Que as palavras de Vladimir Putin
tenham sido recebidas com ceticismo, não será difícil de intuir. Depois de
tantas ações de interferência nas questões internas da vizinha Ucrânia, a alegada
súbita metamorfose do presidente russo há de provocar desconfiança
generalizada. E se nos ativermos ao comportamento do passado, seja mediato,
seja imediato, existirão para essa postura sobejos motivos.
Por isso,
conto com a compreensão do leitor se repetir as palavras de Virgílio na Eneida:
“Timeo Danaos, et dona ferentes” (temo os gregos, ainda mais quando dão presentes).
Em
quê implica esse imprevisto aceno de paz de Putin? Ele pede aos separatistas pró-Rússia das
provinciais orientais da Ucrânia que adiem o referendo marcado para este
domingo, onze de maio; anuncia a retirada de suas tropas da fronteira com a
Ucrânia; e deixa entrever condicionado apoio às eleições ucranianas do dia 25
de maio.
O Presidente da
Federação Russa fez esse anúncio após reunião com o presidente da Confederação
Helvética e atual chefe da Organização para a Segurança e a Cooperação na
Europa (OSCE), Didier Burkhalter. Como se
terá presente, oito observadores da OSCE
(de que a Rússia, a Suiça e a Europa ocidental são membros) foram ilegalmente
apreendidos e mantidos em cativeiro por milicianos separatistas, no leste
ucraniano. Enquanto lhe aprouve, o Senhor
do Kremlin não lhes determinou a liberação – como devera – embora não seja
segredo para ninguém que tais formações libertariam de imediato os observadores
da OSCE ao menor sinal do governo
russo.
Sem embargo, gospodin
Putin não desdenha da eventual ajuda da OSCE,
se ela trouxer água para o seu moinho. Com efeito, ele condiciona o seu ‘apoio’

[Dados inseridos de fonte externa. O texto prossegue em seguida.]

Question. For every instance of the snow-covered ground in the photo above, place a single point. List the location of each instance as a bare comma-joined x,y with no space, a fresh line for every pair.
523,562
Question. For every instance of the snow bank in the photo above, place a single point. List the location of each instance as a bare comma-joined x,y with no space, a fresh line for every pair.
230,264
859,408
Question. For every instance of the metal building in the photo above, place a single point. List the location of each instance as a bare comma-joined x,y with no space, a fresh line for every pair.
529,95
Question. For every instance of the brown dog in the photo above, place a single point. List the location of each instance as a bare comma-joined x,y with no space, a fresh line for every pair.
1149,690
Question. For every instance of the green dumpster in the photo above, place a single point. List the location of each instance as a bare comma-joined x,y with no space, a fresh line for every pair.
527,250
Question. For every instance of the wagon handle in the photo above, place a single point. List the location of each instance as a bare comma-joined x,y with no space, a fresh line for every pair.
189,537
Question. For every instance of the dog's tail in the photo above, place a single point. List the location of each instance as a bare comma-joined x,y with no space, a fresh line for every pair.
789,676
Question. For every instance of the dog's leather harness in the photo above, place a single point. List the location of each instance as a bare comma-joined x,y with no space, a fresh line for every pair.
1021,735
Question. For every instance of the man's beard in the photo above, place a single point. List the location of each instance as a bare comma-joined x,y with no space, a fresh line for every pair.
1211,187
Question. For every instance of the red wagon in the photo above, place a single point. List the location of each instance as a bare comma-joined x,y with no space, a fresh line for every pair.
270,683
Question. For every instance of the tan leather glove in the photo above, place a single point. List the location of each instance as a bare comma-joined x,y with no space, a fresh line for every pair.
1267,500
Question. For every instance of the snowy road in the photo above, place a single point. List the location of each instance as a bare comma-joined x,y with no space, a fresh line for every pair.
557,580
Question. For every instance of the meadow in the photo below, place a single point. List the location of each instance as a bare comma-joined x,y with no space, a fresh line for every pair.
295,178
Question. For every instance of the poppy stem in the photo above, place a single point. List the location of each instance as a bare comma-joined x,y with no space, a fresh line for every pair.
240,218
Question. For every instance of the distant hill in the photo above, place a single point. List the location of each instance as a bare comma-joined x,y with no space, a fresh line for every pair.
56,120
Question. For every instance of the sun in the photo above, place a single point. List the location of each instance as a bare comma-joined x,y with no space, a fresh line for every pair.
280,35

às eleições de domingo, 25 de maio corrente, a que o governo de Kiev federalize
as regiões orientais, dando-lhes autonomia que, na prática, as tornaria dependentes de Moscou, eis que essa
liberdade se estenderia precipuamente à política externa.
Essa opção da
dependência de Moscou mostra, na verdade, que Putin deseja tornar cativa a
política de Kiev dos interesses do Kremlin. Essa federalização das províncias
orientais faria com que se transmutassem em convenientes satélites da Rússia,
em matéria diplomática (leia-se obediência ao vínculo russo), enquanto o poder
central ucraniano continuaria com a obrigação de atender aos dispêndios que
normalmente incumbem ao poder federal nos estados federativos.
Não há constituição séria que assuma esta
dicotomia. Se concordasse em conceder a tais províncias autonomia em
política externa, na prática o governo central da Ucrânia deixa de existir para a parcela oriental do
país. Ao fazer essa brutal concessão,
que transforma o regime federal em confederal, o governo central de Kiev se
descobre manietado a poderes autônomos, virtuais traidores constitucionais.

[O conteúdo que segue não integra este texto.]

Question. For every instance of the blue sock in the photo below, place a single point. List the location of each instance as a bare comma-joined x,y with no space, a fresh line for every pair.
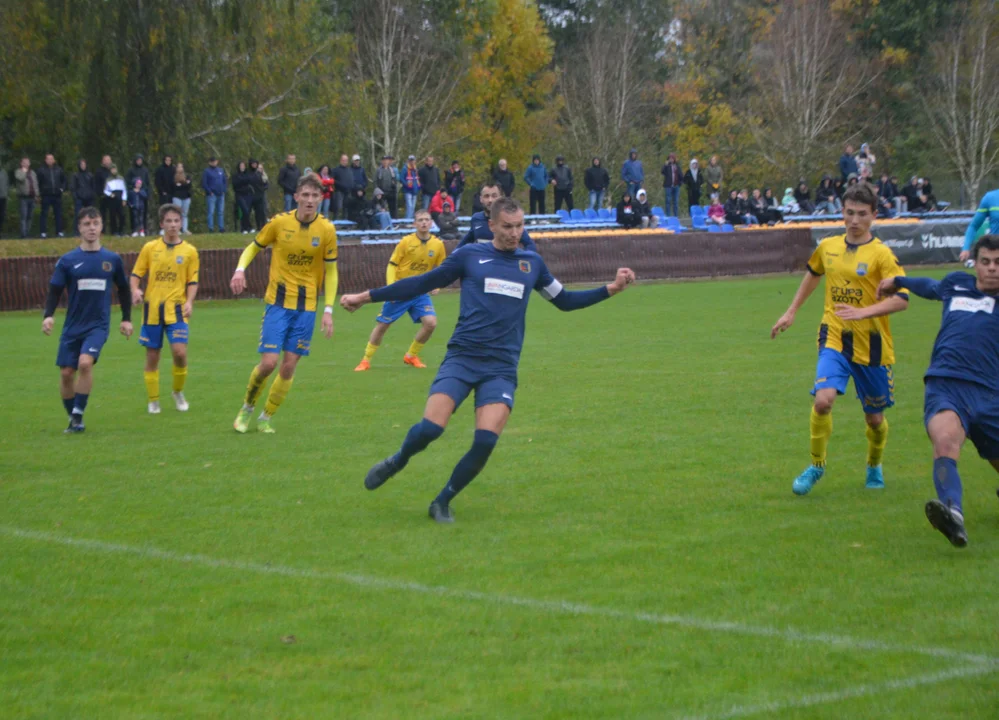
947,482
417,439
469,466
80,404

Tais províncias se veriam na cômoda, mas esdrúxula posição, de receberem dotações tributárias levantadas pelo estado
central, mas não teriam a obrigação no que tange à política externa (leia-se
Federação Russa) de seguir as determinações de Kiev!
Por isso, a ‘oferta
de Putin’ é, na verdade, condição
leonina, em que as províncias do leste se transformariam em ‘quinta coluna’ de Moscou, ao representarem
uma estranha aliança com o Poder imperial. Nessa fortaleza do leste, a ponte
levadiça estaria sempre baixada na direção de Moscou, enquanto ao poder
territorial de Kiev caberia apenas a manutenção dos custos de infraestrutura...
Com essa
exigência, o estado ucraniano ficaria capenga, pois na prática estaria cedendo
a suserania no leste ao Kremlin.
Através dessa ‘oferta’,
Vladimir Putin não está fazendo recuo
algum. Trata de obter pela porta dos fundos, sem os percalços da guerra, o que na prática visa desde o início: a inviabilização da opção
ucraniana pela União Européia e, se tal
não for realizável, limitar a escolha à vertente ocidental, de fala
ucraniana, do governo de Kiev.
Esse suposto ‘recuo’ do Presidente Putin não
passa, portanto, de uma descabelada tentativa
de conseguir, sem o ônus do conflito armado e escapando de ulteriores
sanções do Ocidente, fragmentar na prática o Estado Ucraniano, com a partilha
da região oriental indo para o regaço do velho urso do Império Russo.